Lot 20
  • 20

Samborne, Thomas

Estimate
4,000 - 6,000 GBP
bidding is closed

Description

  • Bundle of letters and documents, comprising:
  • ink on paper
two documents signed by CHARLES II (one as Prince of Wales) and three documents signed by JAMES II as Duke of York, relating to Samborne's position as collector of royal sea prize money in Brittany, 15 January 1647/8 to 22 September 1651, papered seals, two on parchment; copy of a petition to the King requesting a pension for his service to the royal family and a related account of expenses amounting to nearly £800 incurred by his wife, Margaret (née Gosfright) "a[u]nt to my lord duk of mounemouth for him self and his sister In their Infancy, for their mother and Grandmother", including "For my Imprisonment neere t[h]ree months ... for having hidden the said Duke", signed by her and three witnesses, 4 March 1671/2; three letters by the Earl of St Albans to Samborne as Deputy Harbinger, ordering him to provide lodgings and attend on the King on forthcoming visits, and one further related letter, 16 April 1672 to 15 May 1673; four other letters and documents, including letters signed by the Duke of Ormonde and the Earl of Manchester; altogether 15 items, 1648-1674, some damp damage including loss to one royal signature
 

Provenance

Presumably by descent to Rebecca (née Samborne-Le Bas), who married Simon, First Earl Harcourt, in 1735; thence by descent

Catalogue Note

These papers reveal Thomas Samborne to have been a committed royalist with strong personal connections to the exiled court.

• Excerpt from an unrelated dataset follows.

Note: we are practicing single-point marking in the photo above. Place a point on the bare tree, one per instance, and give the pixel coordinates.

He was commissioned to collect monies on behalf of the royalists when living in the Breton port of Morlaix in the late 1640s, and gained a more intimate connection to the royal family when he married Margaret, sister of Lucy Walter, who had been the mistress of Charles II and mother of his eldest illegitimate child, James, later Duke of Monmouth. Margaret provided crucial support for Monmouth in the later 1650s, having "preserved him in the time of the late Rebelion for which she suffered a tedious Imprisonment; and disburst for him, his mother, sister, and grandmother, in their greatest necessity". Samborne duly found favour at the Restoration. In 1667 he was appointed Marshal of Ceremonies, and when he lost this post to a cousin in 1673 he petitioned the King for a pension. It seems likely that his appointment as Deputy Harbinger was made in response to this petition.